Source DB:  PubMed          Journal:  Int J Neuropsychopharmacol        ISSN: 1461-1457            Impact factor:   5.176


Introduction

Major depressive disorder (MDD) is a prevalent and debilitating illness and a leading cause of premature death worldwide (Global Burden of Disease Study, 2015). The most commonly used treatments are antidepressant drugs. Unfortunately, the majority of patients do not respond on their first trial, and typically 30% to 40% of patients do not respond following several adequate trials (Trivedi et al., 2006). As such, there is great interest in identifying biological factors that can indicate the most appropriate treatment for each patient. Increasing evidence suggests that microRNAs (miRNA) may be good biomarkers for treatment response (Dwivedi, 2016). MiRNA can be easily quantified in peripheral tissues, and several have been shown to mediate and predict antidepressant effects (Belzeaux et al., 2016). MiR-16 was demonstrated to be involved in the molecular mechanisms underlying the therapeutic effects of antidepressants (Baudry et al., 2010; Launay et al., 2011). MiR-1202 has been found to be downregulated in the brains of depressed individuals and to predict response to the antidepressant citalopram (Lopez et al., 2014, 2017). Finally, miR-135a was shown to mediate antidepressant actions in humans and animal models of depression (Issler et al., 2014).
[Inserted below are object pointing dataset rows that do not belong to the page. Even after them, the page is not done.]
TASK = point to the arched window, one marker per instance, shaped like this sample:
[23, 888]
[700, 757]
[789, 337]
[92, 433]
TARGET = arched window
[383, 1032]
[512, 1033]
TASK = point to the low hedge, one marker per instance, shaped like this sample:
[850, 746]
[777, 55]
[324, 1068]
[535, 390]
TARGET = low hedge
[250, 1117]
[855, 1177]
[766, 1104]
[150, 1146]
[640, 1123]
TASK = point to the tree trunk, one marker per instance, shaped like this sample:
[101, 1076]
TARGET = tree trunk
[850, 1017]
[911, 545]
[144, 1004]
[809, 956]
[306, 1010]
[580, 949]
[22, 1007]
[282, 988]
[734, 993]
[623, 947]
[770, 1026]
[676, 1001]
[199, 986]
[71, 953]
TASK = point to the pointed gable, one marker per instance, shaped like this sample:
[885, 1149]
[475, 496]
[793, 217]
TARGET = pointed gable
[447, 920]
In this study, we investigated these miRNAs in 2 cohorts of depressed patients undergoing antidepressant therapy and assessed their relationships to presence and improvement of depressive symptoms.

Methods

Cohort 1

This cohort was comprised of 55 patients with MDD. Patients were treated with either escitalopram (27 patients, selective serotonin reuptake inhibitor, 10, 15 or 20 mg) or desvenlafaxine (28 patients, serotonin-norepinephrine reuptake inhibitor [SNRI], 50 or 100 mg). Subjects were assessed before treatment (BT) and after 8 weeks (AT) using the Hamilton Depression Rating Scale, 21 items (HAM-D). Whole blood was collected at both timepoints in PAXgene Blood RNA Tubes (PreAnalytix) and total RNA was extracted using the miRNeasy Mini Kit (Qiagen). MiRNA were quantified using Taqman assays. This study was approved by the local institutional review board and written informed consent was obtained from all subjects.

Cohort 2

This cohort consisted of 124 MDD patients who were enrolled in a clinical trial (www.ClinicalTrials.gov 11984A NCT00635219; 11918A NCT00599911; 13267A NCT01140906) and treated with duloxetine (SNRI, 60 mg) for up to 8 weeks. Whole blood was collected before and after treatment in PAXgene Blood RNA Tubes (PreAnalytix) and total RNA was extracted using the PAXgene Blood miRNA Kit (Qiagen, Canada). Depression scores were assessed using the Montgomery-Asberg Depression Rating Scale (MADRS). MiRNA were quantified using Firefly BioWorks miRNA multiplex assay.

Response to Treatment

HAM-D (Cohort 1) and MADRS (Cohort 2) scores were used to classify patients as either treatment responders (RES) or nonresponders (NRES) based on a 50% reduction in depressive scores after treatment. These scales have undergone rigorous studies and are accepted as valid standards of symptom outcome in MDD. Importantly, these 2 scales correlate well with each other and are comparable when assessing symptoms in depressed patients (Jiang and Ahmed, 2009).

Results

Of the 55 patients in this cohort, 31 were classified as responders (citalopram: 15, desvenlafaxine: 16) and 24 were classified as nonresponders (citalopram: 12, desvenlafaxine: 12). Both groups were clinically depressed according to baseline HAM-D scores (RES: 29±5, NRES: 32±6). MiR-1202 displayed reduced baseline expression in responders, which was increased after treatment, where it displayed similar levels to nonresponders (Figure 1A) and healthy controls (Supplemental Figure 1). Furthermore, we observed a significant correlation between depression symptoms and ratios of miR-1202 levels across time (Figure 1B). We performed a Receiver-Operating Characteristic (ROC) curve analysis and found that baseline miR-1202 levels had a predictive value for antidepressant nonresponse following treatment (AUC=0.812, 95% CI=0.70–0.92, P=.00008) (Figure 1C). Using the Youden Index, miR-1202 levels predicted nonresponse with a sensitivity of 91.7% and specificity of 67.7%. MiR-16 was decreased in responders but unchanged after treatment (Figure 1D-E). Mir-135a levels were unchanged and did not differ between groups (Figure 1F-G).
Figure 1.

Assessment of miRNA in Cohort 1. Levels of miR-1202 (A), miR-16 (D), and miR-135a (F) were quantified by Taqman miRNA assays with RNU6B as the endogenous control using the relative quantitation (RQ) method. Assessments were performed in 24 nonresponders (NR, black), and 31 responders (R, grey) at baseline (BT) and after 8 weeks (AT). Changes in HAM-D scores were calculated using the ratio of scores at AT over BT and are plotted against ratios at BT over AT for miR-1202 (B), miR-16 (E), and miR-135a (G). A ROC curve analysis was performed using baseline miR-1202 levels to predict nonresponse (C). *P<.05; ***P <.0001; ‡ 0.1< P >.05.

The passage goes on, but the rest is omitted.